The Jury is Out on the Correctness of Democratic Decisions

18 Mar

Majority preferences were seen by Rousseau (The Social Contract) as an expression of general will. With Condorcet, the general will has also been imbued with the notion of correctness. As contradictory evidence is ample, it is time to remove the false comfort of any epistemic benefit accruing from such aggregation.

Condorcet Jury Theorem, originally postulated by Marquis de Condorcet, formalized by Duncan Black, runs as follows:

If,

  1. Jury has to decide between two options using simple majority
  2. If each juror’s probability of being correct is greater than half (~ competence)
  3. Each juror has an equal probability of being correct (~ homogeneity)
  4. Each juror votes independently (~ independence)

Then,

  1. Any jury of odd juror is more likely to arrive at the correct answer than any single juror
  2. As n increases, probability of arriving at the correct answer approaches 1

The above summarization is paraphrased from ‘Aggregation of Correlated Votes and CJT’ by Serguei Kaniovski.

There have been multiple attempts at generalizing Condorcet, mostly by showing that violations to one or more of the assumptions don’t automatically doom the possibility of achieving an ‘epistemically’ superior outcome. One of the generalizations, offered by Christian List and Bob Goodin, is that the result still holds if people are offered k options, and they have higher than 1/k chance of being correct.

Suppose there are k options and that each voter/juror has independent probabilities p1, p2, …, pk of voting for options 1, 2, …, k, respectively, where the probability, pi, of voting for the “correct” outcome, i, exceeds each of the probabilities, pj, of voting for any of the “wrong” outcomes, j ≠ i. Then the “correct” option is more likely than any other option to be the plurality winner. As the number of voters/jurors tends to infinity, the probability of the “correct” option being the plurality winner converges to 1.

Other generalizations deal with cases where independence doesn’t hold or where competence is unevenly distributed.

One way to summarize the theorems is that math works to the extent the assumptions hold. Assumptions are at best poorly realized, and at worst inapplicable when we transpose CJT to democracy.

Applying Condorcet’s Jury theorem to Electoral Democracy

To apply CJT to democracy, we must assume citizenry to be a jury and the decision task in front of it as choosing the “right” party or candidate.

The word jury is saddled with association with courts in the American context, and it is important to disambiguate how the citizenry differs from a jury of citizens summoned by the court. Disambiguation will allow us to cover key issues that affect the epistemic utility of any “aggregations” of human beings.
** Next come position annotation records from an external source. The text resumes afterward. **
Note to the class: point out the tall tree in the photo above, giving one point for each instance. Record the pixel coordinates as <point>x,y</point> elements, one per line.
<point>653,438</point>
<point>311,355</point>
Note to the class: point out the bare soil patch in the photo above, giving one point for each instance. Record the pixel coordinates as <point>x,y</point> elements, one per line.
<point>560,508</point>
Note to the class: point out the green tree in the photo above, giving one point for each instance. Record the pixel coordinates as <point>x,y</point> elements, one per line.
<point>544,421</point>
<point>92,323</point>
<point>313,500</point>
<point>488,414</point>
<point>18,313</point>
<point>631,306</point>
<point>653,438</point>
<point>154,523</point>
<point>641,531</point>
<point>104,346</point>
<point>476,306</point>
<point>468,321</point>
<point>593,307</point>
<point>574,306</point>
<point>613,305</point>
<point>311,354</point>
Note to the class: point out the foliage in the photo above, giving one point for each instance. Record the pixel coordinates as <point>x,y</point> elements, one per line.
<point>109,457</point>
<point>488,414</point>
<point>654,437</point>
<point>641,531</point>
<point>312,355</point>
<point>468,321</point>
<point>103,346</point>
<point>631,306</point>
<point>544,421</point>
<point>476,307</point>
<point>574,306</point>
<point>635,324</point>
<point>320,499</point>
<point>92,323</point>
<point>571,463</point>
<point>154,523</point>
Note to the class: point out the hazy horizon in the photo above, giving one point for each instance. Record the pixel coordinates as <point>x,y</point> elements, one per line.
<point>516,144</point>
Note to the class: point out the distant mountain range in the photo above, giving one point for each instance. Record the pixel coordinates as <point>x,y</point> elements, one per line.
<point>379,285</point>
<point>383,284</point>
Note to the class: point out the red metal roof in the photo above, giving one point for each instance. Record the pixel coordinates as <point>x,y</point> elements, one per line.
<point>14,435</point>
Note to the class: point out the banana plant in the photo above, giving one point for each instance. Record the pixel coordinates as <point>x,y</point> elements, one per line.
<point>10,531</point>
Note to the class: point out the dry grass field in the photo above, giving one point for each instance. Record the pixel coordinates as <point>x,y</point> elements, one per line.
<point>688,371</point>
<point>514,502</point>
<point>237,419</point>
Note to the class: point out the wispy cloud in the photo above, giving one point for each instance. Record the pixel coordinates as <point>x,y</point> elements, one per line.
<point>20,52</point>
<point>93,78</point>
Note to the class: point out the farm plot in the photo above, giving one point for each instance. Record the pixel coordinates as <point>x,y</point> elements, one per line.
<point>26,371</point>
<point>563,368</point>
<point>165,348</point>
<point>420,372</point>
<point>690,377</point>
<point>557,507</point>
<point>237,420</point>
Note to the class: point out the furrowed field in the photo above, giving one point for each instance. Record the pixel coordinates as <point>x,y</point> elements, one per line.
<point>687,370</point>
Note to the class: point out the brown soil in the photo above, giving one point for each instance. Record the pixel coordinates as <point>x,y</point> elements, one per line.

In the court system, a jury is randomly (~ within certain guidelines) selected from the community. It is generally subject to a battery of voir dire questions so as to assess their independence, lack of conflict of interest, biases, etc. It is sworn to render a “rational” and “impartial” verdict. The jury is instructed in the applicable law, including evidentiary law. And members of the jury are asked not to learn about the case from any other source other than what is presented within the court, which itself is subjected to reasonably stringent evidentiary guidelines. The jury is also guarded against undue influence, for example, bribes by interested parties. The jury is also made to at least sit through extensive presentations from ‘both sides,’ and their rebuttals, and generally asked to deliberate the evidence among what is generally a ‘diverse’ pool before reaching a verdict.

On the other hand, citizenry that comes to vote is a self-selected sample (roughly half of the total body), highly and admissibly ‘non-independent’ in how they look at the evidence, generally sworn to ‘parties’, unconstrained by law on what evidence to look at, and how to look at it, generally extensively manipulated by interested ‘parties’, rarely informed about the ‘basis’, rarely arriving at decision after learning about arguments by ‘both sides’, and rarely ever deliberating etc.

The comparison provides a rough template for arguing against positive comparisons between the epistemic competence of juries and that of the citizenry. However, Condorcet’s argument is a bit different – though many of the above lessons apply – and hinges on the enormous n in a democracy. The only other assumption that one then needs is each juror having more than ½ chance of having it right, or some variation thereof. The central contentions that can be made against Condorcet can come from two sources – theorization of the sources and extent of violation of the assumptions, for example – independence, and competence; inapplicability due to incongruence, etc. The various contentions – emerging from the two sources – are covered below (in no particular order).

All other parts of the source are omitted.